I like using organic material, wood. I like using found material. I use teeth in my sculptures. I use pennies. But mostly, I think, I believe in a sense of things being passed on. I like things to be touched, and so a lot of my things are found objects. I would take pennies that I collect from friends or acquaintances or that are found, and I would make a complete sculpture with that. I would do other pieces that have to do with the same thing. I would take soap out of bathrooms or peoples home and collect that and make a mold. I believe that has something to do with things being passed on and most of the work seems to have some kind of a running narrative.

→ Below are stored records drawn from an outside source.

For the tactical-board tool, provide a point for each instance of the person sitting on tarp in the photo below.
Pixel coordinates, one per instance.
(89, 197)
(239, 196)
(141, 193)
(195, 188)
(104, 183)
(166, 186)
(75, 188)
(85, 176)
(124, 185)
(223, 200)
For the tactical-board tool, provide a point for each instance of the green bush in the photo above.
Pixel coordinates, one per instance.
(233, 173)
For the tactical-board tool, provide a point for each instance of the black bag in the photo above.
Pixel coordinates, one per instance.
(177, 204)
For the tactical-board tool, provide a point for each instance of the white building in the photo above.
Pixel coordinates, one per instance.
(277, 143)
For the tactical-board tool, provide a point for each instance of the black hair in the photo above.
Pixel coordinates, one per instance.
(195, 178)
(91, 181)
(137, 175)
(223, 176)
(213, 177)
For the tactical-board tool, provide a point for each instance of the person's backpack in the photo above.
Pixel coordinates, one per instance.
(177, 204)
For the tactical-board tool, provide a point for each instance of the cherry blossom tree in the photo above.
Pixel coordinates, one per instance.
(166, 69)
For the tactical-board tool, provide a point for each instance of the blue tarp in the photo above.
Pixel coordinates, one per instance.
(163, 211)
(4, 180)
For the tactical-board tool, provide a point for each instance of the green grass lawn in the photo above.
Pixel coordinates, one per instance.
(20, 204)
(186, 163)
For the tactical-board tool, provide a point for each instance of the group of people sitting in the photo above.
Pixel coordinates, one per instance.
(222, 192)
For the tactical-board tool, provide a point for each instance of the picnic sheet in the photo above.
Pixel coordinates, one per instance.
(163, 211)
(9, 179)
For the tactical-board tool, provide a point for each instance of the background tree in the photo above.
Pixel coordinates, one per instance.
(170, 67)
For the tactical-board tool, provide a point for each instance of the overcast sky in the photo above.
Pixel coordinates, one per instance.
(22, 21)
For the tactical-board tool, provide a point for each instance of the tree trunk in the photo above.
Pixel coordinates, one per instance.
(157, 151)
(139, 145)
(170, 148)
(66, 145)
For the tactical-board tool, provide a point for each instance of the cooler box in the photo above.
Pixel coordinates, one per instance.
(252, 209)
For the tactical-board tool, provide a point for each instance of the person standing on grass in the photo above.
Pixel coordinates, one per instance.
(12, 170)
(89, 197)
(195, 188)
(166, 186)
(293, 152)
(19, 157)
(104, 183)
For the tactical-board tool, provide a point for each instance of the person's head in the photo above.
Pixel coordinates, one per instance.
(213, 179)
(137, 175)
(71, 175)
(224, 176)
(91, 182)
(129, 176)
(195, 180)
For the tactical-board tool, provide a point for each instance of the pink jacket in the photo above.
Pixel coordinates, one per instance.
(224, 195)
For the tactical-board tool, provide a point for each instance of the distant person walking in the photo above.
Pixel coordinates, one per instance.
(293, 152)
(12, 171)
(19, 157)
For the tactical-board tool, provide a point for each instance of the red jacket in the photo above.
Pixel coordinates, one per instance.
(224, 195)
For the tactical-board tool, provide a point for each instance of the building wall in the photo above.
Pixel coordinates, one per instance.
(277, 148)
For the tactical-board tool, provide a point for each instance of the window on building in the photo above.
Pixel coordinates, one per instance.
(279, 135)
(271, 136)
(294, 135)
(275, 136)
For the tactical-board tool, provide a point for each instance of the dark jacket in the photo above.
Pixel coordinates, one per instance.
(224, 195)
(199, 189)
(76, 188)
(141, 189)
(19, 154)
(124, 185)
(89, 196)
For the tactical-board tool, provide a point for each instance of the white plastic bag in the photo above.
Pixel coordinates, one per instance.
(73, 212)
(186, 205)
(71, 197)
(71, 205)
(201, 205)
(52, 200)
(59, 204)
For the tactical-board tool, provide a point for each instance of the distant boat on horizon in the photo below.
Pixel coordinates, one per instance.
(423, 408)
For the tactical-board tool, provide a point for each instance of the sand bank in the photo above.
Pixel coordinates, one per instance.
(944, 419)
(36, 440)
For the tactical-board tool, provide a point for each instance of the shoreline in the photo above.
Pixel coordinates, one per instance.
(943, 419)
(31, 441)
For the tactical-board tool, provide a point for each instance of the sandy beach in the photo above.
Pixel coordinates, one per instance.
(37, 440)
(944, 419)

The narrative sense about it is in terms of something that took place or is about to take place. Most of the stuff, the philosophy behind it, I believe is really from something that I feel inertly not from art school but from family and, I believe, a strong sense of family and memory and history from family. A lot of my work has to do with my grandmothers stories that have been passed on, stories from church, historical stories, misinformation from stories. I like the work to be proponents that will outlive me -- that has a sense of being a kind of collective history of man and mankind, but definitely something thats very positive and thats very much bigger than I am and that has to do with being creative.
Fred Holland. Sculptor, choreographer. New York City, New York, U.S.A. Mr. Holland has been awarded fellowships from NEA in choreography and from the New York Foundation of the Arts and Creative Capital Award for the visual arts. His exhibitions include Gallery X, The Drawing Center, & New Museum of Contemporary Art in NYC, and Cite Internationale des Arts, Paris.